What We Are Not Now

Crosby, Stills & Nash said it best in their 1969 megahit “Suite: Judy Blue Eyes”: Don’t let the past remind us of what we are not now. Good advice, but hard to follow. Especially on Christmas Eve.

In the blink of an eye, more than two decades have passed since my children lay awake listening for Santa’s sleigh to touch down on the tin roof of our old farmhouse. “I heard the reindeer outside my window,” son James would say on Christmas morning, “but I didn’t get up to peek out.”

Tonight my children’s children–all under the age of six–will do likewise, though none of them have a tin roof. And my own Christmas Eve will be quiet and decidedly un-busy. No stockings to stuff full of fresh, new crayons and red and green M&Ms and fuzzy mittens. No toys to arrange under the lopsided cedar tree. No milk and cookies to set out. No insincere threats that children who come downstairs before the sun comes up might just find that jolly old St. Nick has skipped their house altogether.

It’s easy to grow melancholy about such things. I confess there have been more than a few Christmas Eves when I’ve cried my eyes out over how quickly time passes. On those nights, I remember lying in my own childhood bed straining to hear Santa Claus coming down the chimney. Even in those houses that didn’t have a fireplace. I remember the Christmas when I was three years old and Santa brought me a rocking horse and a cowgirl hat. I remember when he delivered my first big-girl bike, which I was too sick with a stomach bug to ride. I remember the Lil’ Monster slalom water ski that I declared the best present ever, even though it would be months before the lake was warm enough to try it out.

It’s not the presents, of course, that make such memories special. It’s the people who shared those Christmases with me. Great-grandparents, grandparents, aunts and uncles and cousins, most of them dead and gone now. Above all, it’s my mother and daddy, neither of whom lived long enough to meet any of their great-grandchildren.

Those kinds of thoughts will overwhelm you if you let them.

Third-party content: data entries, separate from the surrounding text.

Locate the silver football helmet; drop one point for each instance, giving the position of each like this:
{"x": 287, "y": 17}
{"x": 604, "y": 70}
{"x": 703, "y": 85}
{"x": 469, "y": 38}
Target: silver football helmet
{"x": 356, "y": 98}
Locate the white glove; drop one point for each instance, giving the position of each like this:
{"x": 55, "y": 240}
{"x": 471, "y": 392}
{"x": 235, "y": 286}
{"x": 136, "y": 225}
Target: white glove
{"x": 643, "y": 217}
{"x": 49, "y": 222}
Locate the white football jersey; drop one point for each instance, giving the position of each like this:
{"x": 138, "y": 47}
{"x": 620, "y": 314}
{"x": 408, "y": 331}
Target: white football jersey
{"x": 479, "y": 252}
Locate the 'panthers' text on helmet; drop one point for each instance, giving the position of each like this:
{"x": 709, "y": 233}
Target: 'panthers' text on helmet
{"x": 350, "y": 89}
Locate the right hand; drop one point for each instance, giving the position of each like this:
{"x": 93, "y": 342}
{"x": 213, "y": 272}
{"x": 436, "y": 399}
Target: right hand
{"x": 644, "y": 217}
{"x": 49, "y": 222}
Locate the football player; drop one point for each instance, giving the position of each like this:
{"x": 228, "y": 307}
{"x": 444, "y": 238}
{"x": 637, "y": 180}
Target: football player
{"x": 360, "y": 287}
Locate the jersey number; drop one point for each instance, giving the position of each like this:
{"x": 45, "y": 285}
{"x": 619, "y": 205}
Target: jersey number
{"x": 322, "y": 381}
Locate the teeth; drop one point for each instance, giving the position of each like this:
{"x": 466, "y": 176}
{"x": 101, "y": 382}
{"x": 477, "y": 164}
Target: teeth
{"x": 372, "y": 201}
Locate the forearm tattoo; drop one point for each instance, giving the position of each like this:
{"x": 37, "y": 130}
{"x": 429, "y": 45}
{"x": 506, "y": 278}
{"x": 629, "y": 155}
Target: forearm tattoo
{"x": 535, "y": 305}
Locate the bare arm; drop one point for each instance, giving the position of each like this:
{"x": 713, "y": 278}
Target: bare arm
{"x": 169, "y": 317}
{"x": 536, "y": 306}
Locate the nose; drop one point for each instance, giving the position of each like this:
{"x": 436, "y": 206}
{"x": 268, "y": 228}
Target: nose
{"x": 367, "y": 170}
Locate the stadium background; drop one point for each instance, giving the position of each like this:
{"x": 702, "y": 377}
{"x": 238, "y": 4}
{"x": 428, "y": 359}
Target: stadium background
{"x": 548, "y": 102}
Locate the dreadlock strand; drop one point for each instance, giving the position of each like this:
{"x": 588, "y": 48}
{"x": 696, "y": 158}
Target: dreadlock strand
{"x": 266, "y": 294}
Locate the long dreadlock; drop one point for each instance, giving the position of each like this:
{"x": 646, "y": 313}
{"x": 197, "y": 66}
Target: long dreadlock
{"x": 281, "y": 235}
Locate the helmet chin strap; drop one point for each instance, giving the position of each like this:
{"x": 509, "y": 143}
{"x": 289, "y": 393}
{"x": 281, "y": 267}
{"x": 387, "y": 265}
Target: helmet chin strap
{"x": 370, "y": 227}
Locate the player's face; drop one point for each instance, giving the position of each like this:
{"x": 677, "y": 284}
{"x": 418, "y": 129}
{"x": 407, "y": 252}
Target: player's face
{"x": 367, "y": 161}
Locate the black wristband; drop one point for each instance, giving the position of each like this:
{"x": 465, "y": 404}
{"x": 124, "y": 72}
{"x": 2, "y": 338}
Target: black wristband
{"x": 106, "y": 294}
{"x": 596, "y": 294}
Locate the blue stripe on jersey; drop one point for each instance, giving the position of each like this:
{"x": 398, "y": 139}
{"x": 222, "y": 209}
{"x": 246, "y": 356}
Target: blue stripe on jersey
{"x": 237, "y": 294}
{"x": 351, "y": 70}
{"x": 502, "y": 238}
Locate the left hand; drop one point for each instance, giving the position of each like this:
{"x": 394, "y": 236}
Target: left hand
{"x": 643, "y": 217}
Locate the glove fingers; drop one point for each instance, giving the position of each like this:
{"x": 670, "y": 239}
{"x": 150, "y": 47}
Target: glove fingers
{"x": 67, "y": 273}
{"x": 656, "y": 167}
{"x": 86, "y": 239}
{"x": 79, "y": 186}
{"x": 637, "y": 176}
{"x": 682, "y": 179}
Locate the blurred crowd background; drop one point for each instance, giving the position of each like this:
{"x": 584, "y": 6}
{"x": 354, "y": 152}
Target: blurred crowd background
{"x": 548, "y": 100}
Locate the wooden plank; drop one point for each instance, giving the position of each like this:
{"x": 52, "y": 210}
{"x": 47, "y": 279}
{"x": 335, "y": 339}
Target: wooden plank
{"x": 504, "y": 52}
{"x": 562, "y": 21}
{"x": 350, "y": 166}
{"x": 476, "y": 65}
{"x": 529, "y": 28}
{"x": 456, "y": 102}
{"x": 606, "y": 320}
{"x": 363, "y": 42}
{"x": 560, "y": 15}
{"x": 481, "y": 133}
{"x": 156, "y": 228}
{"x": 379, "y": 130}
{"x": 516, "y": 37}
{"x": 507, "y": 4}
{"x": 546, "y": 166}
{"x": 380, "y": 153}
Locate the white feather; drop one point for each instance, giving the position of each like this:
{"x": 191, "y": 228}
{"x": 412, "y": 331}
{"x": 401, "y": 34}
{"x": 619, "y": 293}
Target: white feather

So I’ve established new Christmas Eve traditions to help chase the sadness away. I spend the afternoon re-reading my favorite holiday story—“Home for Christmas” by Howard Bahr. I attend 5:00 worship at my church, First United Methodist, and am awestruck all over again when the whole congregation lights candles and sings “Silent Night” to end the service. Back at home, I settle onto the couch with a big bowl of popcorn and watch “It’s a Wonderful Life” from start to finish.

And I accept that it’s impossible to keep the past from reminding me of what I am not now.